Orchestrator Configuration
routing_patterns:
complexity_thresholds:
serena_threshold: 0.6
morphllm_threshold: 0.6
file_count_threshold: 10
resource_constraints:
intensive_disable_threshold: 85
performance_warning_threshold: 75
coordination_strategies:
sequential_lead_complexity: 0.6
serena_lead_files: 5
parallel_threshold: 3
Usage Examples
Basic Activation Planning
mcp_intelligence = MCPIntelligence()
plan = mcp_intelligence.create_activation_plan(
user_input="Build a responsive React component with accessibility features",
context={'resource_usage_percent': 40, 'user_expertise': 'expert'},
operation_data={'file_count': 3, 'complexity_score': 0.4, 'operation_type': 'build'}
)
print(f"Recommended servers: {plan.servers_to_activate}") # ['magic', 'morphllm']
print(f"Activation order: {plan.activation_order}") # ['morphllm', 'magic']
print(f"Coordination: {plan.coordination_strategy}") # 'collaborative'
print(f"Estimated cost: {plan.estimated_cost_ms}ms") # 200ms
Complex Multi-Server Operation
plan = mcp_intelligence.create_activation_plan(
user_input="Analyze and refactor this large codebase with comprehensive testing",
context={'resource_usage_percent': 30, 'is_production': True},
operation_data={
'file_count': 50,
'complexity_score': 0.8,
'operation_type': 'refactor',
'has_tests': True,
'has_external_dependencies': True
}
)
print(f"Servers: {plan.servers_to_activate}") # ['serena', 'context7', 'sequential', 'playwright']
print(f"Order: {plan.activation_order}") # ['serena', 'context7', 'sequential', 'playwright']
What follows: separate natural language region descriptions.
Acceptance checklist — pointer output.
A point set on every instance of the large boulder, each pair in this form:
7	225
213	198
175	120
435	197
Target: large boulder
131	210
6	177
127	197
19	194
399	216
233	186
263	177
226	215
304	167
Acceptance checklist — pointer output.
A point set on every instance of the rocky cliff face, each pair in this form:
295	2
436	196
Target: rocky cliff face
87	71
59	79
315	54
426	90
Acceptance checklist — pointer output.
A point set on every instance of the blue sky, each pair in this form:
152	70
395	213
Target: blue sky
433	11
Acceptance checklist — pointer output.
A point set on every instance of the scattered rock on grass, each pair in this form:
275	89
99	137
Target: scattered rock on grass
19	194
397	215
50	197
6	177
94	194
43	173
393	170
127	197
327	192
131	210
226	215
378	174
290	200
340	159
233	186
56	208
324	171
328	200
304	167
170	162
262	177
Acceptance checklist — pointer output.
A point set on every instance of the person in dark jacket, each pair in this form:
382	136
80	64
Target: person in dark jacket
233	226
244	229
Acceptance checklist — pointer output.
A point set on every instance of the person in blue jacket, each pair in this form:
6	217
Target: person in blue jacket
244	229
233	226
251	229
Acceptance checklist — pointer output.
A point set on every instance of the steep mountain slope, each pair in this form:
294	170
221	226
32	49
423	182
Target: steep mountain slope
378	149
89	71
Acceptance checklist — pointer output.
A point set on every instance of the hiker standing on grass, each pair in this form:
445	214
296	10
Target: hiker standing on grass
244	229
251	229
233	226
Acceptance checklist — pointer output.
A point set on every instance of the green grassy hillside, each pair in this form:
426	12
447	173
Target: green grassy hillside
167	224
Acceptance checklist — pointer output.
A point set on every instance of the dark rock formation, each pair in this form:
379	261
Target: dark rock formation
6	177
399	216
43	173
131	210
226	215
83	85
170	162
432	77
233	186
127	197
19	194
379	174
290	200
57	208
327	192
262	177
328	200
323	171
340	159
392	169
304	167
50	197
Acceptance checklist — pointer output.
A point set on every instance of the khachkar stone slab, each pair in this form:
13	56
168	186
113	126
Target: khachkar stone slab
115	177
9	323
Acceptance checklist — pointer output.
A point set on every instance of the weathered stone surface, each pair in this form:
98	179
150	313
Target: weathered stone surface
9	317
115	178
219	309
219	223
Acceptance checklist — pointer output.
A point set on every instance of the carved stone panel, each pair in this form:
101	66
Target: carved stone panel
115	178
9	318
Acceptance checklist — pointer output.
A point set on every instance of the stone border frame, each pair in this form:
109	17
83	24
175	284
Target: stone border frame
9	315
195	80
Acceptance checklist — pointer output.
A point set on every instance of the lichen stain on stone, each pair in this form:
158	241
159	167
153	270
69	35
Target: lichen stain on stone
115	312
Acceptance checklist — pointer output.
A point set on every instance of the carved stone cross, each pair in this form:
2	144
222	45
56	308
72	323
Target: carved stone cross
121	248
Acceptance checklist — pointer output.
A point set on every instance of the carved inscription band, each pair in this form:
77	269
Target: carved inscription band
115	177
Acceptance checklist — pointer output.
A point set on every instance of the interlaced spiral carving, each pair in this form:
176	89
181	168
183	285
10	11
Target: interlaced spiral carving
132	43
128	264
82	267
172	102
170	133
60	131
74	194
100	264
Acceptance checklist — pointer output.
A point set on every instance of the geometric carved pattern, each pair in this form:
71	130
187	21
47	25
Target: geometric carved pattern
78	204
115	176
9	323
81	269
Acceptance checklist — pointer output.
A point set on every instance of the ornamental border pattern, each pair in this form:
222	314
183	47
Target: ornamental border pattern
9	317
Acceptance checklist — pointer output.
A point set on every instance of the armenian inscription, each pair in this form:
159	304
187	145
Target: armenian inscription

print(f"Strategy: {plan.coordination_strategy}") # 'serena_lead'
print(f"Cost: {plan.estimated_cost_ms}ms") # 750ms
Dependencies and Relationships
Internal Dependencies
- pattern_detection: PatternDetector for intelligent server selection
- yaml_loader: Configuration loading for server capabilities
- Standard Libraries: time, typing, dataclasses, enum
Framework Integration
- ORCHESTRATOR.md: Intelligent routing and coordination patterns
- Performance Targets: Sub-200ms activation goals with optimization
- Quality Gates: Server activation validation and monitoring
Hook Coordination
- Used by all hooks for consistent MCP server management
- Provides standardized activation planning and execution
- Enables cross-hook performance monitoring and optimization
This module serves as the intelligent orchestration layer for MCP server management, ensuring optimal server selection, efficient activation sequences, and robust error handling for all SuperClaude hook operations.